When we achieve, most of us are simply friendly to ourselves. We hurry to self-judge and reject our aspects that are less than flawless as soon as we fail at something. But think about it: if a good buddy failed at anything, would you treat them badly? Hopefully, this is not the case.

It may not be easy, but try to treat yourself with the same care and understanding you would like a dear friend.

Instead of losing contact with your body, concentrate on your physical experiences:

It’s easy to lose your cool when someone disappoints you. When the author learned that her kid had yet again failed to complete his schoolwork, her initial reaction was to confront him furiously. But then she decided to take a different route.

Surprisingly, she felt herself relax. Rather than focusing on her enraged emotions and rushing toward a confrontation with her son, she focused on how the anger made her body feel. She felt tenderness replace her fury as soon as she became aware of her own body.

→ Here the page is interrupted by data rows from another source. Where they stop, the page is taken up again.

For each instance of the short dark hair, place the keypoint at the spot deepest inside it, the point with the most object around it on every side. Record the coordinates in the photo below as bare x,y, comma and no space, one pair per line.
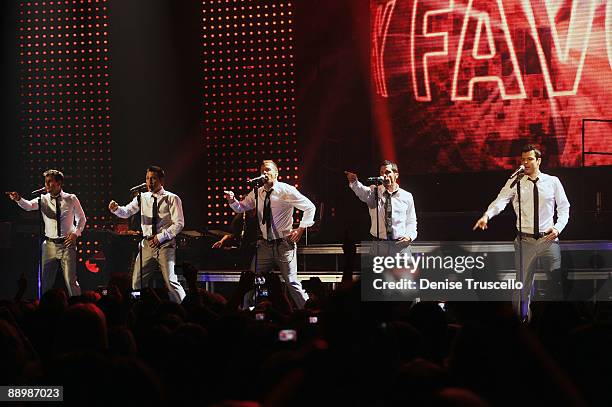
159,171
392,164
532,147
55,174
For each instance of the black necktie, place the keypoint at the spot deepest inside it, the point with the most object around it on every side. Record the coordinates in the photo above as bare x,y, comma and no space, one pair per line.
536,209
58,216
155,216
388,211
267,214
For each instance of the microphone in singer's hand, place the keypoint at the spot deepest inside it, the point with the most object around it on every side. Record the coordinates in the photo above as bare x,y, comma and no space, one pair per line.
261,178
518,171
376,180
39,191
139,188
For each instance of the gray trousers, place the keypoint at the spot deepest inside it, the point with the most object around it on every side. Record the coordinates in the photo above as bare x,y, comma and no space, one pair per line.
547,254
282,254
163,259
54,255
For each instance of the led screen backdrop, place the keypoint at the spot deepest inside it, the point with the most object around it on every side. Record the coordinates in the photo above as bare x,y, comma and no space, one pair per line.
462,85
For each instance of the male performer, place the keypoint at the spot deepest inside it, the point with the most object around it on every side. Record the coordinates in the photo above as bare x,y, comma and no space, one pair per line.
540,193
60,211
276,201
395,207
162,219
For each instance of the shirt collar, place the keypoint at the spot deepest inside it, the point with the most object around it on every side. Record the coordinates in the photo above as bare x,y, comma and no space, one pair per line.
384,190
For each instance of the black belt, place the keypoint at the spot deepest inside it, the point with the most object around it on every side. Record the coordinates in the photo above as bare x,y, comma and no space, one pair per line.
536,236
55,239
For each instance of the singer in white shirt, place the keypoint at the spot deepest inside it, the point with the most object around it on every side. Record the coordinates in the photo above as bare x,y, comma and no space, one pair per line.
278,245
59,246
162,220
536,240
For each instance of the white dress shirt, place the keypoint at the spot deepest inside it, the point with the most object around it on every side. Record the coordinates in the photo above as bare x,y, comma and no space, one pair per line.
71,211
403,215
283,199
550,193
170,220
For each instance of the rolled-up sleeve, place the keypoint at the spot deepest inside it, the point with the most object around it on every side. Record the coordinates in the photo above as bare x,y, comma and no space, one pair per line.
128,210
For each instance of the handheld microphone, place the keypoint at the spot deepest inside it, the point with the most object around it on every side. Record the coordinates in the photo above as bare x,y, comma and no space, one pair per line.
261,178
376,180
518,171
139,188
39,191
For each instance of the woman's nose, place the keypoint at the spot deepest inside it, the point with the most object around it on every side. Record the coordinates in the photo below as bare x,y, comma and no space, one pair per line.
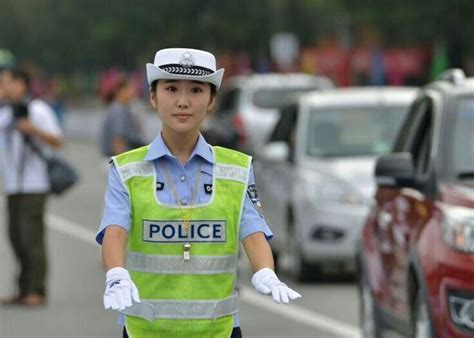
183,101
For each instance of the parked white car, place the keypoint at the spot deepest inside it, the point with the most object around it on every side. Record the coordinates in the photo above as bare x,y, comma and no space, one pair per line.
248,107
315,176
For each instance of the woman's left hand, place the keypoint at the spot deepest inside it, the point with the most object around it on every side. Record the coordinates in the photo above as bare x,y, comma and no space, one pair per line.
266,281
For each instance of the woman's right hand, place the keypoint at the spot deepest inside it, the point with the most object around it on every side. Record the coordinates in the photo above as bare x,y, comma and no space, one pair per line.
120,291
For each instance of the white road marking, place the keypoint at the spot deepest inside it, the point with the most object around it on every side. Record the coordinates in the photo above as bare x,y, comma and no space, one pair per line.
293,312
299,314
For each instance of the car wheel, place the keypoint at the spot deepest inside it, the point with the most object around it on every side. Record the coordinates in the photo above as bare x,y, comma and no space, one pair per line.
422,325
368,315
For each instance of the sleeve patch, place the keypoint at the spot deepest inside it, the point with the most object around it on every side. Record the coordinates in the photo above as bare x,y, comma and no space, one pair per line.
253,196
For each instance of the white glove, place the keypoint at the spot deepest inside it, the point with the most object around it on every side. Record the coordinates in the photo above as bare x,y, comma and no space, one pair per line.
265,282
120,291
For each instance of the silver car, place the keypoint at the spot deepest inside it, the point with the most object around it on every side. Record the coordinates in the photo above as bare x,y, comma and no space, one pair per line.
315,176
248,107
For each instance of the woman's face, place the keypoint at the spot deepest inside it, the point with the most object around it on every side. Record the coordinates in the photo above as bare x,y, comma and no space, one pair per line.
182,105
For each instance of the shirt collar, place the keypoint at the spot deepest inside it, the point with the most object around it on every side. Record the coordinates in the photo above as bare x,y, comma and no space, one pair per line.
159,149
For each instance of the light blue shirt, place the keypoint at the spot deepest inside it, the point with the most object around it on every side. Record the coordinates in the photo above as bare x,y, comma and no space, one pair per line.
117,205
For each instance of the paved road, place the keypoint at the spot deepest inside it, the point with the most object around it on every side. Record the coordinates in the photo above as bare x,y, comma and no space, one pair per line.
328,309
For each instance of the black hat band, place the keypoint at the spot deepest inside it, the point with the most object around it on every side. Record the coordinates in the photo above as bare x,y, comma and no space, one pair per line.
181,70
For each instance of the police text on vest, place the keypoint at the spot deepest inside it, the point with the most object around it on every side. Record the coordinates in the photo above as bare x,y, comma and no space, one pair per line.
175,231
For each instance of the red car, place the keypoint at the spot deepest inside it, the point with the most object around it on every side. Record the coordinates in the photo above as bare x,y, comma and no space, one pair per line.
416,253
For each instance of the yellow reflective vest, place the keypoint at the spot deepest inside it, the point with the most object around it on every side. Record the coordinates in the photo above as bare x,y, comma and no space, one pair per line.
181,297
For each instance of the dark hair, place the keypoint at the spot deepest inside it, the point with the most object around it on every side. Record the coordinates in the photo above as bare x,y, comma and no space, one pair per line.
155,83
19,74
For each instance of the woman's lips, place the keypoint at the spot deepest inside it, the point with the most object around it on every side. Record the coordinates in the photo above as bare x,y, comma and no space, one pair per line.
182,116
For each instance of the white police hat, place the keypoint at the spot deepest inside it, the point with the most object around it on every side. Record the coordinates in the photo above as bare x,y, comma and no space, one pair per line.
184,64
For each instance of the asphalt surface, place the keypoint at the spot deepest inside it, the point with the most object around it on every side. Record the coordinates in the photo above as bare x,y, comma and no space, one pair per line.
329,308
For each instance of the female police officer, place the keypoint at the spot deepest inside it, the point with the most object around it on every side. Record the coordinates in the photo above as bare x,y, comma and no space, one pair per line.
175,211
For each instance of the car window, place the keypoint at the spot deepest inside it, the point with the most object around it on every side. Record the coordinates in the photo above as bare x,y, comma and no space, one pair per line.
463,137
410,126
419,140
271,98
361,131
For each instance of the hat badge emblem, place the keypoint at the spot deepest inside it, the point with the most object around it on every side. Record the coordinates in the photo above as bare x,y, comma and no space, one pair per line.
186,60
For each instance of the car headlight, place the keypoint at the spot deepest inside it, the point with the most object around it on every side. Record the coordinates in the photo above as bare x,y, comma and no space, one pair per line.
458,228
338,194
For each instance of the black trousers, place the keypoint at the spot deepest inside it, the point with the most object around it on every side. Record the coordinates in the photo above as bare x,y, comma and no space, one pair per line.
236,333
26,232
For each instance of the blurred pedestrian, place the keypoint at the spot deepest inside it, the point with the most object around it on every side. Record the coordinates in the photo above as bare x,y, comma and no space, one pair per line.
122,130
54,97
177,209
25,122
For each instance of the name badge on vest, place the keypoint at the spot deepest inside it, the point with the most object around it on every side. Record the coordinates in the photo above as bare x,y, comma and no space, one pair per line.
208,188
175,231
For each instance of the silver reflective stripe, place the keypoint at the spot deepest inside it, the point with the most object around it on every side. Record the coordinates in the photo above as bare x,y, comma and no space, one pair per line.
178,309
137,169
198,265
230,172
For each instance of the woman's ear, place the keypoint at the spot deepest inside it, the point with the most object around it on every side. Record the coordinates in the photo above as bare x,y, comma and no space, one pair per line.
153,98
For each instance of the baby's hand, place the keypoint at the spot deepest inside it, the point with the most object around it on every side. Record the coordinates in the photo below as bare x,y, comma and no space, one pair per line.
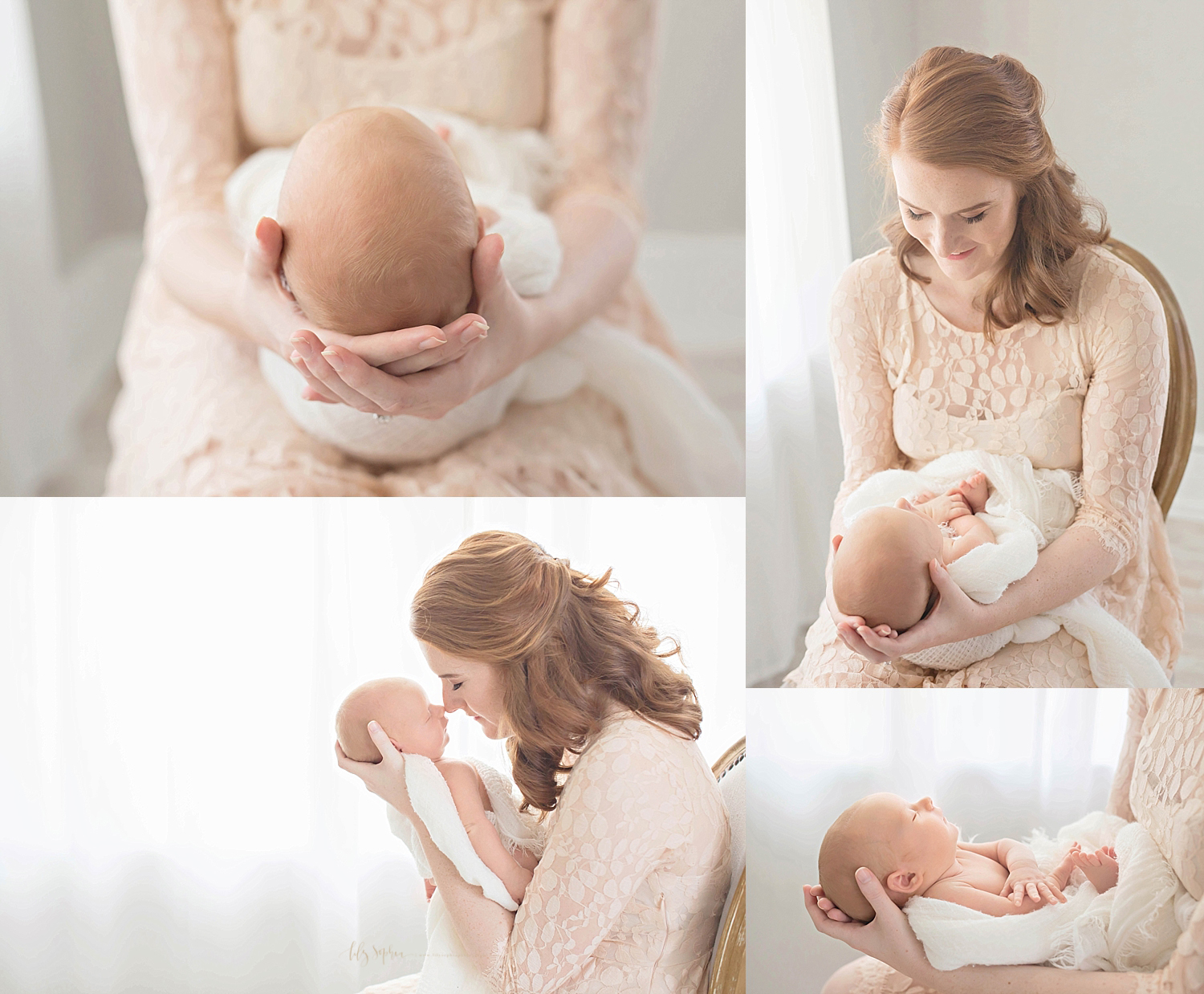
1031,882
948,507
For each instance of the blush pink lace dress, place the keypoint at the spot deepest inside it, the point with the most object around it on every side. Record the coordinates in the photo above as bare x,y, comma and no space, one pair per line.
1088,393
1160,782
209,81
633,880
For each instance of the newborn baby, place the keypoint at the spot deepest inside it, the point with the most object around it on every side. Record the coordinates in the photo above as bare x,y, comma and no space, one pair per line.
378,224
995,516
419,728
881,565
914,851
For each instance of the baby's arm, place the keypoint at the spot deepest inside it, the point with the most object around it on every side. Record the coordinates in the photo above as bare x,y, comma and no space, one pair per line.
466,789
1025,880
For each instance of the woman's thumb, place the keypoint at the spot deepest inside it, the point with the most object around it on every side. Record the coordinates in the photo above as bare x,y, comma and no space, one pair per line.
873,890
264,252
486,264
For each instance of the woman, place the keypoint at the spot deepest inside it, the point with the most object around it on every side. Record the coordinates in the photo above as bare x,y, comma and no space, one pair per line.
999,320
209,81
600,731
1158,784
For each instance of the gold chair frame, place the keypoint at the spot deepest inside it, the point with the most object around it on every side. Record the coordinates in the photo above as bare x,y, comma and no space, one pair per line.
1179,428
727,958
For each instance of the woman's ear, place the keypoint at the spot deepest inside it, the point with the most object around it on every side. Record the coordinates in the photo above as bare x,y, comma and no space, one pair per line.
905,882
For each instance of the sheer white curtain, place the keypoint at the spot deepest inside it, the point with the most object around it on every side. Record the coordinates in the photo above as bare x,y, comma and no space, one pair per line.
999,763
799,243
171,817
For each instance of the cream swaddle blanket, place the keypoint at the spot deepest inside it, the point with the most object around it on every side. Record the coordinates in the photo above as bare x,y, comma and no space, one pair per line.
1026,510
448,965
683,443
1131,928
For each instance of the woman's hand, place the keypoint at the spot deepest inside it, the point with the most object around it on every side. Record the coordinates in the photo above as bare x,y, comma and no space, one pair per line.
272,318
341,373
385,779
956,616
889,938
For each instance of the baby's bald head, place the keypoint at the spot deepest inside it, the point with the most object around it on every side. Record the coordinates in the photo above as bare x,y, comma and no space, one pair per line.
881,570
401,707
378,224
859,837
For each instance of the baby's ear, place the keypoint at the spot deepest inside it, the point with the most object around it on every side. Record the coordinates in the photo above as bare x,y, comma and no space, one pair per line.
903,882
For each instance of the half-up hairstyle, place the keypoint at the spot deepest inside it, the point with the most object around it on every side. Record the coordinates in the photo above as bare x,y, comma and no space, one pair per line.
567,646
960,108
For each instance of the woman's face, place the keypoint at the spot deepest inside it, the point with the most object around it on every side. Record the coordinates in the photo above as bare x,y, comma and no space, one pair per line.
963,217
474,688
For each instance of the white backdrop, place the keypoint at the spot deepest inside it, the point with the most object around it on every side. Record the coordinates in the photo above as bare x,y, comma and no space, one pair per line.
799,243
999,764
171,816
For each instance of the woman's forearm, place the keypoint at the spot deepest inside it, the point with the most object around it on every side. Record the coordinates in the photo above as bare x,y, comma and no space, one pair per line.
600,242
483,926
1023,980
1071,565
201,267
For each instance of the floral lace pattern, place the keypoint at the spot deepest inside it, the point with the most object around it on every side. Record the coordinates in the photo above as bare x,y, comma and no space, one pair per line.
209,81
1088,394
1160,782
633,881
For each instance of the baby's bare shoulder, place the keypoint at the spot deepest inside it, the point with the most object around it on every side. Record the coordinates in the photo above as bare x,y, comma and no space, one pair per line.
462,779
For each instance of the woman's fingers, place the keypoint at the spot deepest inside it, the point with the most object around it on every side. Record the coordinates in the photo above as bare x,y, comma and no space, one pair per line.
428,342
327,365
315,388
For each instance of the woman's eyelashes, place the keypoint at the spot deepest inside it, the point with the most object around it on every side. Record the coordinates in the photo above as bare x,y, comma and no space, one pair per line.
974,219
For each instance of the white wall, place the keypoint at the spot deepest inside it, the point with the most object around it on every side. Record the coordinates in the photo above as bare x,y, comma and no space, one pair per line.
1125,84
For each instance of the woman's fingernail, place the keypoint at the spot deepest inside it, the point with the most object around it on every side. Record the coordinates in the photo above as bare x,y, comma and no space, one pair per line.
474,332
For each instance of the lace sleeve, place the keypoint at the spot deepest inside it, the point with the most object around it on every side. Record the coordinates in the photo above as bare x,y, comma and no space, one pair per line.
619,817
864,395
1125,405
1117,800
601,70
177,70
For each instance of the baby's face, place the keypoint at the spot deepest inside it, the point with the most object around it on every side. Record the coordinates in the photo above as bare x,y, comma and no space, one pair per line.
416,726
412,723
920,842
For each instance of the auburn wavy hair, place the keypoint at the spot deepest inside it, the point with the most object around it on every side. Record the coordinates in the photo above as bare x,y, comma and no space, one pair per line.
955,108
567,646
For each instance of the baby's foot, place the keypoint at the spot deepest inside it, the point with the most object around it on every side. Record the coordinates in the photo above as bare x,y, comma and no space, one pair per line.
1100,868
973,488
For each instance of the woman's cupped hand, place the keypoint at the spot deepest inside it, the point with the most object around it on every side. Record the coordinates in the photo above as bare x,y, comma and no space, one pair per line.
421,373
274,320
956,616
385,779
888,938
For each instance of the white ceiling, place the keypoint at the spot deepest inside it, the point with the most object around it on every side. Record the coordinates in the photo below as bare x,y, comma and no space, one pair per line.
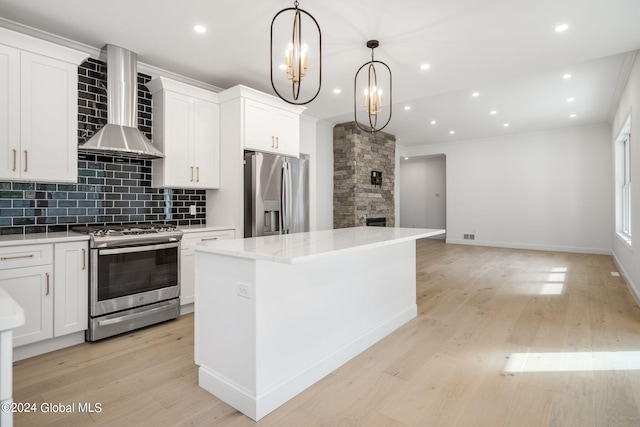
507,50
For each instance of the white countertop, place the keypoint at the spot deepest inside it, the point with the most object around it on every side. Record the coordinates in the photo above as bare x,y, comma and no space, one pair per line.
40,238
204,228
11,314
301,247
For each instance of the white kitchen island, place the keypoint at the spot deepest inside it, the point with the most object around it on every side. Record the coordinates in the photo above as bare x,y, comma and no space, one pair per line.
275,314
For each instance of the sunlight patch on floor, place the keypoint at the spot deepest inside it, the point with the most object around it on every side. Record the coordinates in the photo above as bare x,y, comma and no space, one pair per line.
574,361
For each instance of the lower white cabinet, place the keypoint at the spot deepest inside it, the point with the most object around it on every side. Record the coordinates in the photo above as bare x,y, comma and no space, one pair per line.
187,258
71,293
31,288
50,283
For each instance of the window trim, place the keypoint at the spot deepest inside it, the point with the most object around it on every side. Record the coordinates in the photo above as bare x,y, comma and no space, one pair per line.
623,184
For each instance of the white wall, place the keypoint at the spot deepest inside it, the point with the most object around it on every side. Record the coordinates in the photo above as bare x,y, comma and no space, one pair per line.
423,192
324,178
308,150
627,259
545,190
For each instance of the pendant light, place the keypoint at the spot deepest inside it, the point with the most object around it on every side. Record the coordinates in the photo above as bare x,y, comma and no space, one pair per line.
372,102
294,69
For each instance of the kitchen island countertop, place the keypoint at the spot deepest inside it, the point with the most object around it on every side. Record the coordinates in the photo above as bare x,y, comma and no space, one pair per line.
301,247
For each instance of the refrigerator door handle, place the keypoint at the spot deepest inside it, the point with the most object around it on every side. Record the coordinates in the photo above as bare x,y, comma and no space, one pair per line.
286,202
283,199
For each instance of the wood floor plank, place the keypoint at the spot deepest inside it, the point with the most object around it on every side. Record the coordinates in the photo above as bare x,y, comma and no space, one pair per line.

Her whole body tightened as she realized her rage was making her chest feel like it was going to explode.

She became more aware of how she was feeling due to her increased awareness of how her son was experiencing. When she later talked with him, she used her empathy to help her find the correct words to say.

Remembering the link between the body and the mind will assist you in making better judgments. Unfortunately, most of us are so disconnected from our bodies that we live in a conceptual world.

Because we’re continually planning what we’ll do next, we don’t pay enough attention to our physical experiences from moment to moment. Have you ever estimated how long you should hug a close buddy before you pull away?

This is unfortunate because completely experiencing physical sensations, both good and painful, can provide a sense of being alive and linked to all aspects of life. If you focus on the sensation for long enough, even feeling the rain on your face can awaken your senses.

Self-judgment may keep you from experiencing pain, but it can also help you uncover your true self:

It cannot be easy to love yourself at times. Daniel was a meditation student who thought of himself as the world’s most critical person, and he directed the majority of his criticism inside. From his divorce to his back trouble, he constantly chastised himself for everything that went wrong in his life.

He couldn’t even meditate without worrying that he was doing anything wrong.

Do you recognize this harsh self-criticism? Many of us, unfortunately, are just as harsh on ourselves as Daniel.

We act in this way to shield ourselves from misery.

What is the mechanism behind this protection mechanism? Rather than allowing ourselves to experience feelings of vulnerability, envy, or anxiety, we cover them up with unwarranted self-judgment. We push them away because we are afraid that our sensitivity or jealousy may lead to other “evil” feelings like neediness or self-indulgence.

Regrettably, rejecting suffering in this manner is ineffective. We can only begin to repair the parts of ourselves that are hurting by learning to completely experience suffering rather than pushing it away and criticizing it. Furthermore, we can only realize our true nature by embracing and having compassion for our pain.

Buddhism has a positive approach to overcoming adversity. In fact, according to a key Buddhist belief, suffering is a doorway to compassion, and that by being compassionate, we are expressing our deepest selves.

By learning to embrace your sorrow, you, too, can cultivate compassionate compassion.